Now scientists in Germany have learned more about how exercise induces stem cells in the brain to form those new neurons. It turns out that the brain chemical serotonin – the same one that is linked to depression – is required for exercise to stimulate those new neurons to form.
The German group used two groups of mice, one that made serotonin and one that didn’t. The mice that didn’t make serotonin were able to form new neurons throughout their lives, as is normal, but didn’t make any extra after bouts of running on their wheels.
The mice with normal levels of serotonin, on the other hand, saw a profusion of new neurons forming from the brain’s stem cells after exercise.

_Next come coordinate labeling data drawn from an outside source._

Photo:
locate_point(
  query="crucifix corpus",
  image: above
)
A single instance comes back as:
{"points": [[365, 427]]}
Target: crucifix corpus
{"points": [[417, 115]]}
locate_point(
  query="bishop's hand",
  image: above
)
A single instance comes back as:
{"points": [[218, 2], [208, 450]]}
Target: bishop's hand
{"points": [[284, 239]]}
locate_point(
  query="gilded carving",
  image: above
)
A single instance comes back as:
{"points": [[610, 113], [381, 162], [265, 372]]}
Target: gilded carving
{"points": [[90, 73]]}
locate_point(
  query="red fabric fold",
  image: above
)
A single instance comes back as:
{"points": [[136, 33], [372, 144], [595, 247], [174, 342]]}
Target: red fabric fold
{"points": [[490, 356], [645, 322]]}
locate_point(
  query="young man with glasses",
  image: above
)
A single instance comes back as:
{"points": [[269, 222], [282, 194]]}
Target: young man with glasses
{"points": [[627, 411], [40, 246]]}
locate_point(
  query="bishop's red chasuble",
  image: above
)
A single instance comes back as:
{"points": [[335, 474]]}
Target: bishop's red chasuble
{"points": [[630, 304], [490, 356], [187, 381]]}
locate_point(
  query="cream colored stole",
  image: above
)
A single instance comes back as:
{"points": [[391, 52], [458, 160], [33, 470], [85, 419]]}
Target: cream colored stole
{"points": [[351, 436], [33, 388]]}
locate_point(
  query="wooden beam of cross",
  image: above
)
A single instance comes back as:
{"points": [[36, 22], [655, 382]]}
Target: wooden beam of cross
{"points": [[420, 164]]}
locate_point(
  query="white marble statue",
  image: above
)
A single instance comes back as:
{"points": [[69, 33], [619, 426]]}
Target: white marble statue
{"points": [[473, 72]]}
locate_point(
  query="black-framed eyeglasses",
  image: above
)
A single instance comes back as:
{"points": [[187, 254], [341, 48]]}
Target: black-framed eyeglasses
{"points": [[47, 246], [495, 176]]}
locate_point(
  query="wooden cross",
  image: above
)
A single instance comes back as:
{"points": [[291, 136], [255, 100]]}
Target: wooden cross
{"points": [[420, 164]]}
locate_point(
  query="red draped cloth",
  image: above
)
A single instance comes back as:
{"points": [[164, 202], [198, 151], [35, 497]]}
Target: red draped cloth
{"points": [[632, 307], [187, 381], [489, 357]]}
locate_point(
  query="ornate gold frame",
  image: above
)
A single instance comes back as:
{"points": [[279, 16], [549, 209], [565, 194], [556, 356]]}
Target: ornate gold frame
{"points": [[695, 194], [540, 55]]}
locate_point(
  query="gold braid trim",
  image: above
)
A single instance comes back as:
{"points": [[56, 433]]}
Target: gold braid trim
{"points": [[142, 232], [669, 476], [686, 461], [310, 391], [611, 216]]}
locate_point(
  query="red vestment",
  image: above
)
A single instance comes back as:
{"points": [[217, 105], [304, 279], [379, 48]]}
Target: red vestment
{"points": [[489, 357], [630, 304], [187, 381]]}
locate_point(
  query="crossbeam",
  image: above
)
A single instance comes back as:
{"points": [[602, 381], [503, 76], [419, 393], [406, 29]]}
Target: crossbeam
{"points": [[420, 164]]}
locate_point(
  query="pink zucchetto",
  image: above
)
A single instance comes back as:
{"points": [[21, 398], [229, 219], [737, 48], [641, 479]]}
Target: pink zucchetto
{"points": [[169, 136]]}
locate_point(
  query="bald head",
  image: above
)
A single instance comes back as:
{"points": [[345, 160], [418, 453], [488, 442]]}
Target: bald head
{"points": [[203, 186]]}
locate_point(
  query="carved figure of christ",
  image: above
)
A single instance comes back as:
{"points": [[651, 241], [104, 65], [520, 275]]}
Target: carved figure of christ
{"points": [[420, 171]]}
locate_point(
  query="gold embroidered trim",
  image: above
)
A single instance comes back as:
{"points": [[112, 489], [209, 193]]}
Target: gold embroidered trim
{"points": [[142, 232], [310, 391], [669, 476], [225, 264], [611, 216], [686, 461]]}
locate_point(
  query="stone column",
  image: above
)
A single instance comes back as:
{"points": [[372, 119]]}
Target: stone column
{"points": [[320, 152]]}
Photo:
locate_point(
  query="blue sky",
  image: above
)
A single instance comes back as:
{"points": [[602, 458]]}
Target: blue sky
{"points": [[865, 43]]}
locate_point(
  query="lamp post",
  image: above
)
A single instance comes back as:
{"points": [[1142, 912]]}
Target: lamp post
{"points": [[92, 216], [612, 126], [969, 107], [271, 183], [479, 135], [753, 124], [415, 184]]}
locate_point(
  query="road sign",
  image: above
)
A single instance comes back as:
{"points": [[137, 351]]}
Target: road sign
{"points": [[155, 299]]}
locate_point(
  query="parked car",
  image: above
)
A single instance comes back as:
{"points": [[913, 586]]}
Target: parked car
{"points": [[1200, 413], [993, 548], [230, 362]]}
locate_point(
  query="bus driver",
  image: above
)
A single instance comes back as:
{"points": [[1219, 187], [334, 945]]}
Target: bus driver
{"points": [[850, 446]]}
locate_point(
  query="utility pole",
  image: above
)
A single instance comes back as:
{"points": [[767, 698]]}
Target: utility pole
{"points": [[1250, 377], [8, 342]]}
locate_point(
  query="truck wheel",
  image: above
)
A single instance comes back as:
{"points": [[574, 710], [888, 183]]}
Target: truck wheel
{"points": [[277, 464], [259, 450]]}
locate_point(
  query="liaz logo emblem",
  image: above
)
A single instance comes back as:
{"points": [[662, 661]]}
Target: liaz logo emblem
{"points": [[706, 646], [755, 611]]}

Back in 2007, the New York Times ran an aptly named story “Lobes of Steel” about Gage’s work, in which he is quoted:
“We’ve always known that our brains control our behavior, but not that our behavior could control and change the structure of our brains.”Now with the German work, we know more about how that behavior controls the brain.
Science Daily ran a story about the current work, which was published May 8 in the Journal of Neuroscience:
Deficiency in serotonin, popularly known as the "molecule of happiness," has been considered in the context of theories linking major depression to declining neurogenesis in the adult brain. "Our findings could potentially help to develop new approaches to prevent and treat depression as well as age-related decline in learning and memory," said Dr. Klempin and Dr. Alenina [authors on the study].No word on the endorphin high experienced by either group of mice after exercise.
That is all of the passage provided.